Enfin, le paradoxe n’était qu’apparent, la reconduite de Gates – ancien membre de l’Iraq Study Group qui s’était opposé à la gestion de l’intervention militaire en Irak par Rumsfeld avant de devenir l’architecte du « sursaut » – crédibilise tout en préfigurant un changement imminent dans la politique irakienne des États-Unis : l’amorce d’un calendrier de retrait des troupes américaines d’Irak[6].
Obama s’est engagé à transformer la politique étrangère et de sécurité nationale américaine et à restaurer le leadership des États-Unis à un moment pour eux décisif dans les affaires internationales : pendant qu’ils doivent terminer deux conflits non conventionnels sur les théâtres d’opérations afghan et irakien, la nouvelle structure multipolaire de la distribution de la puissance au sein du système interétatique les contraint à recalibrer les finalités de leur politique étrangère (pour les ajuster à des moyens grignotés par les montées en puissance chinoise et indienne) et à gérer les soubresauts diplomatico-stratégiques qui en résulte dans leur environnement géopolitique (anti-américanisme généralisé, résurgence confrontationnelle russe, ambition nucléaire iranienne, etc.).

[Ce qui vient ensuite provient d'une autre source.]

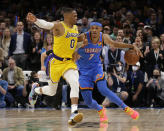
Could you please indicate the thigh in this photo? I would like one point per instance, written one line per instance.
(55, 70)
(98, 74)
(85, 83)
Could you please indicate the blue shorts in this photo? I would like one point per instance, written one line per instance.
(87, 77)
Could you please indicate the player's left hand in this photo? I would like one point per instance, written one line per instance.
(137, 50)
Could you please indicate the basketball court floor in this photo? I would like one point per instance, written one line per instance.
(56, 120)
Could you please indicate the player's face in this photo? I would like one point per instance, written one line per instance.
(95, 31)
(73, 17)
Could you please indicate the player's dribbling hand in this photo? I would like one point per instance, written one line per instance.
(31, 17)
(137, 51)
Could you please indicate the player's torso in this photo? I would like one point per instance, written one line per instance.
(65, 45)
(90, 54)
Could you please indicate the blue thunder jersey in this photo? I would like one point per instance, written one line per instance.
(90, 54)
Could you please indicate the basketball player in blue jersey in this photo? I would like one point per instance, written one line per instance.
(90, 70)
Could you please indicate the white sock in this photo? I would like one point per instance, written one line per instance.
(73, 108)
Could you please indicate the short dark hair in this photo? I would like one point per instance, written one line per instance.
(67, 10)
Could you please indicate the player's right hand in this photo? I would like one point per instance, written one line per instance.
(31, 17)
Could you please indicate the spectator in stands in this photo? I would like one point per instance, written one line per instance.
(116, 81)
(154, 88)
(6, 43)
(154, 57)
(35, 52)
(121, 33)
(148, 32)
(20, 46)
(162, 42)
(128, 36)
(135, 81)
(3, 91)
(114, 33)
(15, 78)
(1, 58)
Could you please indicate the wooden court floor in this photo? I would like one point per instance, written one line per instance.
(56, 120)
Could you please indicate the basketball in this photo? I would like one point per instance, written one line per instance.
(131, 57)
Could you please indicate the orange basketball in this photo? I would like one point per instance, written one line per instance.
(131, 57)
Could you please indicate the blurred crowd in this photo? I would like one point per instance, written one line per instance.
(22, 45)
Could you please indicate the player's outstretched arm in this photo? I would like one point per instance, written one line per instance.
(39, 22)
(115, 44)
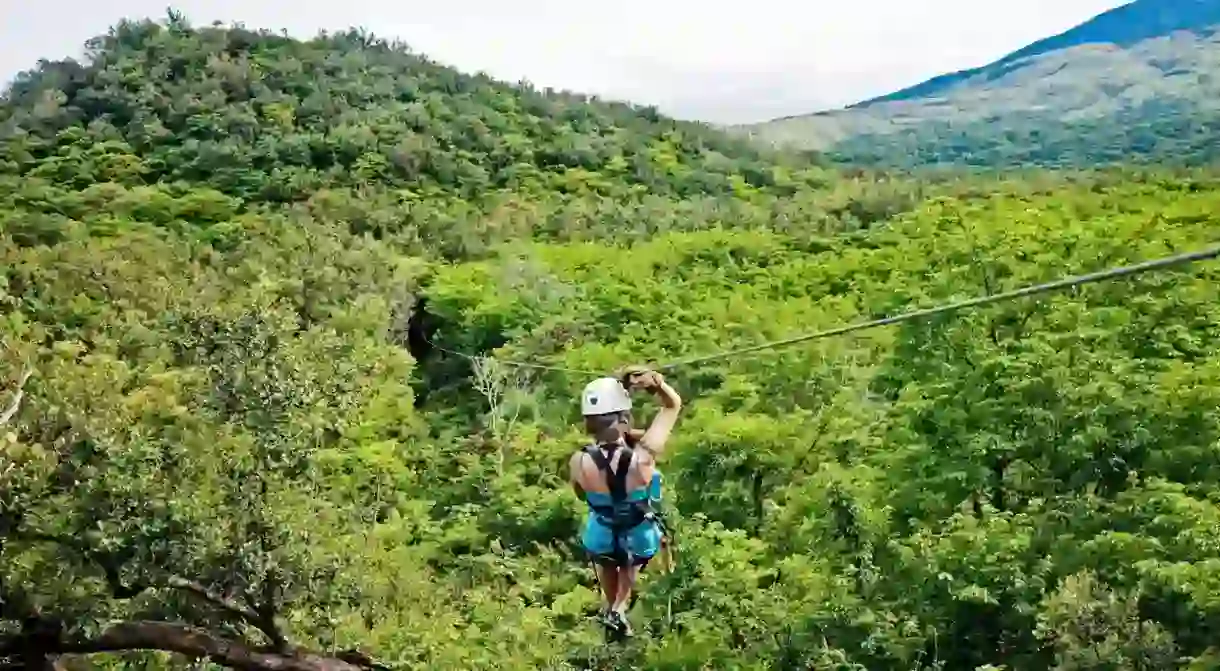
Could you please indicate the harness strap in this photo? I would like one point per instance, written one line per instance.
(616, 481)
(616, 478)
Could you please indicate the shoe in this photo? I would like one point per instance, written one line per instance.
(617, 621)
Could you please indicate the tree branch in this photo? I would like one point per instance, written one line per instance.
(110, 567)
(203, 593)
(18, 394)
(186, 641)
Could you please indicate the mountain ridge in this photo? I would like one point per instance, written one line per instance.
(1107, 93)
(1123, 26)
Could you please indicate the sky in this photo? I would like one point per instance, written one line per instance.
(724, 62)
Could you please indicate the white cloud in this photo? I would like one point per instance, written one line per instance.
(726, 62)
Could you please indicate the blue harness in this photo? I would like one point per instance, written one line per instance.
(625, 515)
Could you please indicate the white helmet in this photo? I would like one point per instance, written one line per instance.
(604, 395)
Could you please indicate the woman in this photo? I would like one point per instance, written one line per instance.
(617, 477)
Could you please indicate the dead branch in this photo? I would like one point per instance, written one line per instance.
(17, 395)
(176, 638)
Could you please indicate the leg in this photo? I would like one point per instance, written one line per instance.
(608, 577)
(625, 582)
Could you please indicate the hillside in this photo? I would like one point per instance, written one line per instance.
(355, 128)
(228, 437)
(1138, 83)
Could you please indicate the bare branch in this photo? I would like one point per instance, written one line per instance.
(186, 641)
(18, 394)
(220, 602)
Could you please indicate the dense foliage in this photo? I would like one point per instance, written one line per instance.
(227, 432)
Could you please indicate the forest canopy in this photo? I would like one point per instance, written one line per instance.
(229, 261)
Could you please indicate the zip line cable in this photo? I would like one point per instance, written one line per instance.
(515, 364)
(952, 306)
(1069, 282)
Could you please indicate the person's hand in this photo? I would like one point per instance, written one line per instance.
(638, 377)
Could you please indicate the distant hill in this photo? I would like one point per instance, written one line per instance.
(370, 133)
(1136, 83)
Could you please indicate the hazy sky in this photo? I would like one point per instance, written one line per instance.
(717, 61)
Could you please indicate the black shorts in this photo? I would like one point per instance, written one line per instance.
(602, 560)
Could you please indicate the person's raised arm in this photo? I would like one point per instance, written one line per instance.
(658, 433)
(574, 473)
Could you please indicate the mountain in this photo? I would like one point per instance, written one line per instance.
(364, 131)
(260, 303)
(1137, 83)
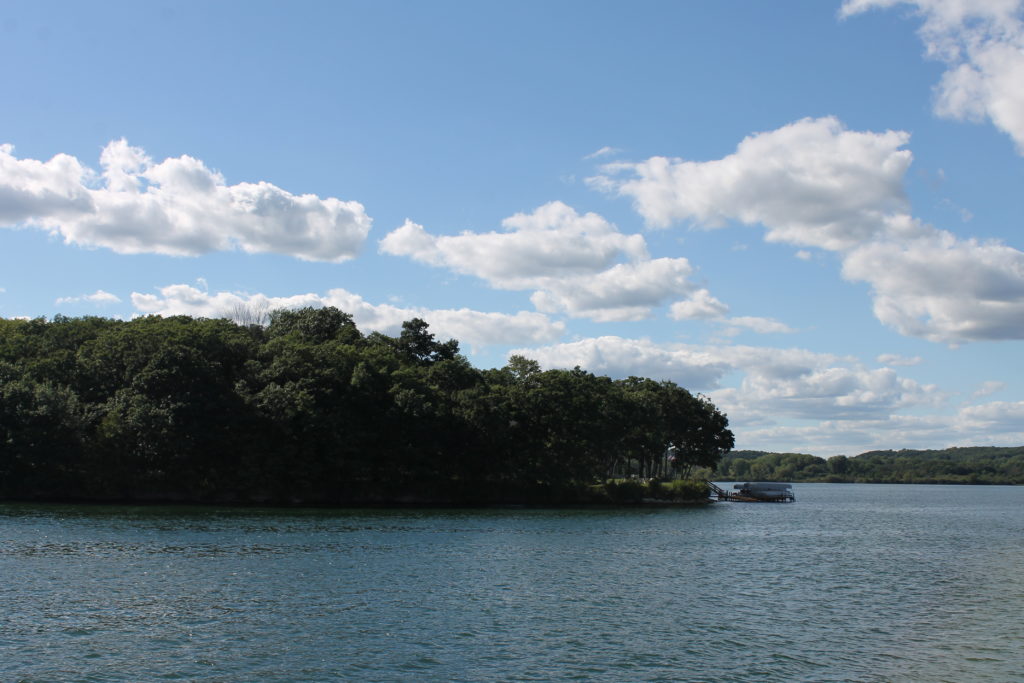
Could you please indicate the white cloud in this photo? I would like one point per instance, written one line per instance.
(622, 357)
(603, 152)
(176, 207)
(469, 327)
(569, 261)
(897, 360)
(552, 242)
(813, 183)
(810, 183)
(988, 388)
(982, 45)
(700, 305)
(625, 292)
(98, 297)
(775, 386)
(943, 289)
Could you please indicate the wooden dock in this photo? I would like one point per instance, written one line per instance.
(749, 494)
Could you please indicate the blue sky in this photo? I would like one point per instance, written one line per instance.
(809, 211)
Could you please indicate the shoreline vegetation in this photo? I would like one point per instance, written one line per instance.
(300, 408)
(975, 465)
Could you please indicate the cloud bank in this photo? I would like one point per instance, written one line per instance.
(580, 265)
(797, 399)
(982, 45)
(814, 183)
(177, 207)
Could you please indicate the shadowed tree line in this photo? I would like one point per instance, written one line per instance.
(968, 465)
(306, 409)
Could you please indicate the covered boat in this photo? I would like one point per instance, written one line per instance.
(763, 492)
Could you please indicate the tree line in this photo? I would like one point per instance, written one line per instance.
(982, 465)
(307, 409)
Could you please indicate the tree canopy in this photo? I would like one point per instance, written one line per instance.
(308, 409)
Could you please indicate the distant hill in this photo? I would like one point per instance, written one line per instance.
(983, 465)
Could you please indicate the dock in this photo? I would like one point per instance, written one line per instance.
(754, 492)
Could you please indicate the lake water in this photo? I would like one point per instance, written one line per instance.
(851, 583)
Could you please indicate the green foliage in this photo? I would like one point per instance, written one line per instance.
(309, 410)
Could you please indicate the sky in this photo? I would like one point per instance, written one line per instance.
(808, 211)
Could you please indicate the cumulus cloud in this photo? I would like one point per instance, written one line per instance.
(576, 264)
(776, 384)
(603, 152)
(982, 45)
(896, 360)
(988, 388)
(625, 292)
(552, 242)
(98, 297)
(813, 183)
(810, 183)
(943, 289)
(699, 305)
(470, 327)
(177, 207)
(622, 357)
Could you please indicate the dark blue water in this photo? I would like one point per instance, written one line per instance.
(852, 583)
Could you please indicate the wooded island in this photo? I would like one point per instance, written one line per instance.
(308, 410)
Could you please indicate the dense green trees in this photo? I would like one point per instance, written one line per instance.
(308, 409)
(971, 465)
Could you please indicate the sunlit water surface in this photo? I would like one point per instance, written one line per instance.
(852, 583)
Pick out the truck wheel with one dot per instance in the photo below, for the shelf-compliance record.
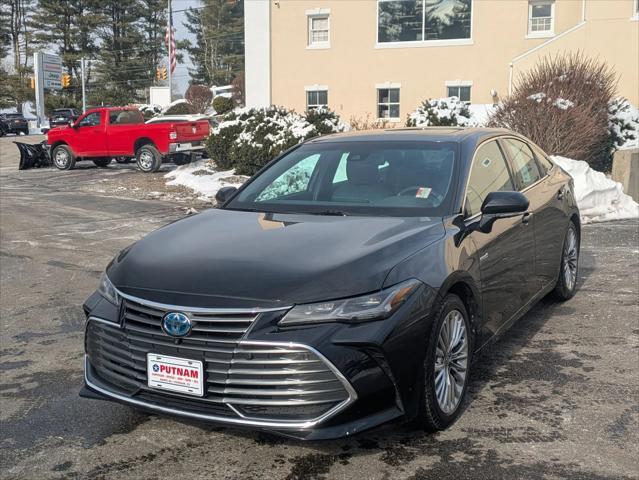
(63, 157)
(148, 158)
(101, 162)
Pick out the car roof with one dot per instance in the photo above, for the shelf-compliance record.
(416, 134)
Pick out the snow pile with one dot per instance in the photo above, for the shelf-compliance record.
(201, 177)
(440, 112)
(599, 198)
(480, 113)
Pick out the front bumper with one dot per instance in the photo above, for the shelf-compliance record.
(318, 382)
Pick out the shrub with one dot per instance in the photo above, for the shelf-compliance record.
(182, 108)
(443, 112)
(199, 96)
(248, 139)
(359, 123)
(623, 123)
(223, 105)
(325, 121)
(562, 105)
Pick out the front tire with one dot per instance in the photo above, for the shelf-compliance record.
(63, 157)
(569, 268)
(148, 159)
(446, 366)
(101, 162)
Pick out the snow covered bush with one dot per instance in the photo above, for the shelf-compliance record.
(562, 105)
(223, 105)
(623, 123)
(248, 138)
(325, 121)
(442, 112)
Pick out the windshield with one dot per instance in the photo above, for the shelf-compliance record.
(356, 178)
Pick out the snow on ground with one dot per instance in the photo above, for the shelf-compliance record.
(599, 198)
(479, 113)
(202, 177)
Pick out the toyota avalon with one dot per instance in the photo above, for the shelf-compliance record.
(347, 284)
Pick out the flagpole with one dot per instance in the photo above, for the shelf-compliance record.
(170, 37)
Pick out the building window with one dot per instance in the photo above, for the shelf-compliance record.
(541, 17)
(388, 103)
(423, 20)
(316, 99)
(460, 91)
(318, 31)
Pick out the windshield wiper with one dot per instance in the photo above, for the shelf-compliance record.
(335, 213)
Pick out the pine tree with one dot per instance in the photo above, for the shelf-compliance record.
(69, 26)
(218, 51)
(122, 77)
(16, 36)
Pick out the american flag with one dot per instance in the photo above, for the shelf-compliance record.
(171, 38)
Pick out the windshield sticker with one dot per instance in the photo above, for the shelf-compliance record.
(423, 192)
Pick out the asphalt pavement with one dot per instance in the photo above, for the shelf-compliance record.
(555, 397)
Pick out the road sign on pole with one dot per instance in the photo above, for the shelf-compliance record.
(48, 74)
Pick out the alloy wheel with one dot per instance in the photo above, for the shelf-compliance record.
(451, 362)
(571, 257)
(61, 158)
(146, 160)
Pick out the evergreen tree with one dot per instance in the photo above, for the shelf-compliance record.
(69, 26)
(121, 72)
(16, 37)
(218, 51)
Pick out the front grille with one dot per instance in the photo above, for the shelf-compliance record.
(258, 380)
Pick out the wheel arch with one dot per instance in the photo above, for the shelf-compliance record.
(464, 286)
(142, 141)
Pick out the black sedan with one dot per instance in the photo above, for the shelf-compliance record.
(13, 123)
(347, 284)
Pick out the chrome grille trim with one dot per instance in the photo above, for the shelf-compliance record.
(306, 378)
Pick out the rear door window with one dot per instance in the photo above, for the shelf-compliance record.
(544, 162)
(523, 162)
(489, 173)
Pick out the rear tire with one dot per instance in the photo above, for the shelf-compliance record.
(63, 158)
(569, 267)
(446, 366)
(101, 162)
(148, 158)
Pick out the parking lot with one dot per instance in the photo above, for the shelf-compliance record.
(556, 397)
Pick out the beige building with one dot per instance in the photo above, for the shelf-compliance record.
(381, 58)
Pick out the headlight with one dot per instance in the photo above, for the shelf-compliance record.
(372, 306)
(107, 290)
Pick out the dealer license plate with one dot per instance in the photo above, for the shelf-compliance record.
(175, 374)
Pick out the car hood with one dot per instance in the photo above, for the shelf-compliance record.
(224, 258)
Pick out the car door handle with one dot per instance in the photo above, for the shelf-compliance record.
(526, 218)
(561, 193)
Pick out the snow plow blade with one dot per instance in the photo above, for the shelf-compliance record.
(33, 156)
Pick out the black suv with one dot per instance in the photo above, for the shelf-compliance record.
(63, 116)
(13, 123)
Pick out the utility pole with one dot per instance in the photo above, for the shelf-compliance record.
(84, 93)
(170, 38)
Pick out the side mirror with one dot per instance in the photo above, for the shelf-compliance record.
(501, 205)
(224, 194)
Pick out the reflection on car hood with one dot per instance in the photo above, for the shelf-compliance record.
(224, 258)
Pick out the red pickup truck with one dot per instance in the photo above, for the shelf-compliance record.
(106, 132)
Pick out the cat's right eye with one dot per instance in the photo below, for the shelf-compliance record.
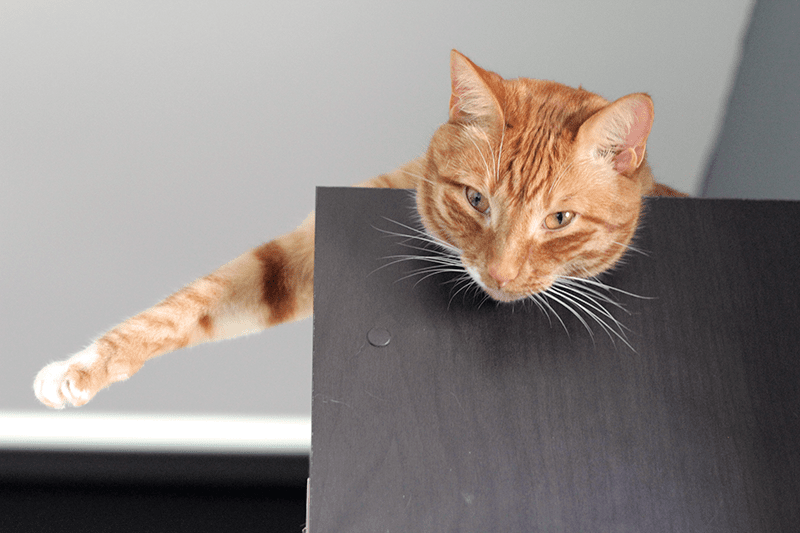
(477, 200)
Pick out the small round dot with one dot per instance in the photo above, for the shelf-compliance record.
(379, 337)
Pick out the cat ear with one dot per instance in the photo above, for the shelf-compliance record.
(472, 98)
(620, 132)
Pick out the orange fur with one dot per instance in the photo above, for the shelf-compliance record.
(526, 151)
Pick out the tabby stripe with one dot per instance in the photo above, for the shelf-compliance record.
(277, 289)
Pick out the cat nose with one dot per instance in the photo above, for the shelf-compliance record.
(503, 273)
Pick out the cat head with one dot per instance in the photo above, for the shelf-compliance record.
(531, 181)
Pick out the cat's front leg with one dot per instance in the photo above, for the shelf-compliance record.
(76, 380)
(266, 286)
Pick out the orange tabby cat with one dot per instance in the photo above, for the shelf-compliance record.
(528, 183)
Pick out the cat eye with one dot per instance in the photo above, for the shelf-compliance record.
(559, 220)
(477, 200)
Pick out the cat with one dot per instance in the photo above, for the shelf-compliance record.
(529, 182)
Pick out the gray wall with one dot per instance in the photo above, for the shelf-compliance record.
(758, 149)
(144, 143)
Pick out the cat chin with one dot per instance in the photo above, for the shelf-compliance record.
(497, 295)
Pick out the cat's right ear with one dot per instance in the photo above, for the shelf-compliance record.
(473, 98)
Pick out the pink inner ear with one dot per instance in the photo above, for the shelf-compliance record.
(631, 154)
(640, 129)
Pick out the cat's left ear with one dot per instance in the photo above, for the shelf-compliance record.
(620, 132)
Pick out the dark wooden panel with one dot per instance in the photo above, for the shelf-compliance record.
(484, 417)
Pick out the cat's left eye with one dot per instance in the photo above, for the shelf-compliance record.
(477, 200)
(559, 220)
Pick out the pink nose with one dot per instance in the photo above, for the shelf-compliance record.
(503, 273)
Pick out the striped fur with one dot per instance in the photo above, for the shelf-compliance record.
(533, 148)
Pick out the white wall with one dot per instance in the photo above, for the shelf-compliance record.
(144, 143)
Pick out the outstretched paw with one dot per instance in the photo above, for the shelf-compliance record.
(71, 381)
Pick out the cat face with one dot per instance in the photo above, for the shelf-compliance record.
(531, 181)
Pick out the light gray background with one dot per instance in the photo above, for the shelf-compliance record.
(144, 143)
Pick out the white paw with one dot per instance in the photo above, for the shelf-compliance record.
(63, 382)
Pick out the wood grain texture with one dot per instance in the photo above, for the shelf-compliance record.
(483, 417)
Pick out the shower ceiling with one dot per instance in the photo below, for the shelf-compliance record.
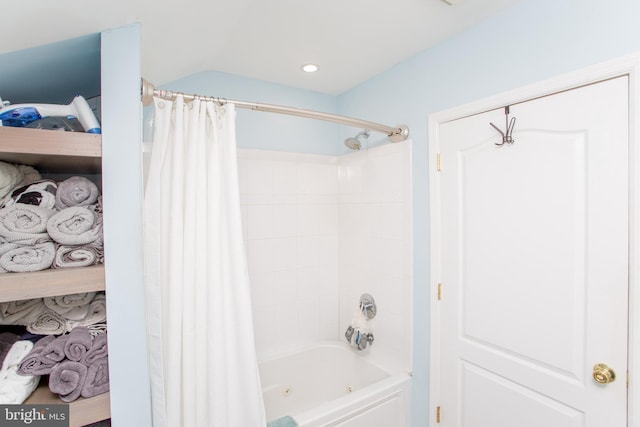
(350, 40)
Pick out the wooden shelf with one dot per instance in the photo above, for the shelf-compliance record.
(52, 151)
(81, 411)
(50, 283)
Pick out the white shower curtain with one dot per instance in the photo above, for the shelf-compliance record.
(202, 355)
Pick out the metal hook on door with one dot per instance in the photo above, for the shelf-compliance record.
(507, 136)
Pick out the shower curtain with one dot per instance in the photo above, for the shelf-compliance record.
(202, 355)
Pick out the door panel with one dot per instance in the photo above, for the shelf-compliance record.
(535, 262)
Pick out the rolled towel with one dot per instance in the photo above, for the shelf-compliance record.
(75, 226)
(15, 388)
(7, 340)
(69, 256)
(76, 191)
(10, 178)
(40, 193)
(30, 175)
(32, 365)
(54, 351)
(78, 343)
(48, 322)
(20, 312)
(97, 351)
(29, 258)
(97, 313)
(71, 307)
(67, 380)
(25, 224)
(97, 381)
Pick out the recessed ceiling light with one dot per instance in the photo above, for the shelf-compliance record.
(309, 68)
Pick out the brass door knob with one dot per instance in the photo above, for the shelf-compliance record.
(603, 374)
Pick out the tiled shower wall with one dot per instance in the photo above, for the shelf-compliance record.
(320, 231)
(290, 220)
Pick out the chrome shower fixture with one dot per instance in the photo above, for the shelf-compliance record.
(353, 142)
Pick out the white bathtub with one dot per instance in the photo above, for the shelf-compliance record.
(331, 385)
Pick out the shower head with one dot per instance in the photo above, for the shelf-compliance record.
(353, 142)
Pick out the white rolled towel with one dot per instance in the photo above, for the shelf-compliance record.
(71, 307)
(75, 226)
(28, 258)
(68, 256)
(76, 191)
(20, 312)
(97, 313)
(25, 224)
(16, 388)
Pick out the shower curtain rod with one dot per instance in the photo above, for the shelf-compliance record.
(396, 134)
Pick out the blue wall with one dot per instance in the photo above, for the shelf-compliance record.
(269, 131)
(530, 41)
(527, 42)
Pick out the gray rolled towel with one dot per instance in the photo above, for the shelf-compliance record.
(71, 307)
(47, 322)
(75, 226)
(24, 224)
(78, 343)
(98, 350)
(54, 351)
(29, 258)
(76, 191)
(97, 381)
(32, 365)
(41, 193)
(67, 380)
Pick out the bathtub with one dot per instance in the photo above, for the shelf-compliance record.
(329, 384)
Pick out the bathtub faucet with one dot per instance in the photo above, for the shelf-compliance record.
(357, 339)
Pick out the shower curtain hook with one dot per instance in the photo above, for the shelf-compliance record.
(507, 135)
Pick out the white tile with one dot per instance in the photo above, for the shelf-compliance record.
(285, 253)
(286, 286)
(260, 221)
(285, 223)
(263, 291)
(260, 255)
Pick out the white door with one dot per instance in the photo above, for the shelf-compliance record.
(534, 263)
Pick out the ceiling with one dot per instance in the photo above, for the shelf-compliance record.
(351, 40)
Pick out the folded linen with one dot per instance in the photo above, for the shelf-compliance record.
(25, 224)
(29, 258)
(20, 312)
(7, 340)
(69, 256)
(71, 307)
(67, 380)
(79, 341)
(97, 313)
(76, 191)
(75, 226)
(15, 388)
(97, 380)
(40, 193)
(54, 351)
(97, 351)
(47, 322)
(10, 177)
(32, 364)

Si le futur président devra profiter de son « état de grâce » interne et externe pour lancer rapidement les chantiers avant que ses soutiens ne s’érodent, il ne réussira à corriger la conception et l’exécution d’une politique étrangère et de sécurité nationale américaine discréditée depuis 2001 qu’à trois conditions. Rapatrier d’abord à la Maison-Blanche le pouvoir décisionnaire indûment retenu par le département de la Défense. Réhabiliter ensuite la fonction du conseiller à la sécurité nationale, dont l’influence a trop varié au gré des présidents alors qu’il a vocation à médiatiser les rapports entre le président et ses ministres. Prévenir et lisser enfin les conflits personnels et organisationnels inhérents à la coopération interministérielle.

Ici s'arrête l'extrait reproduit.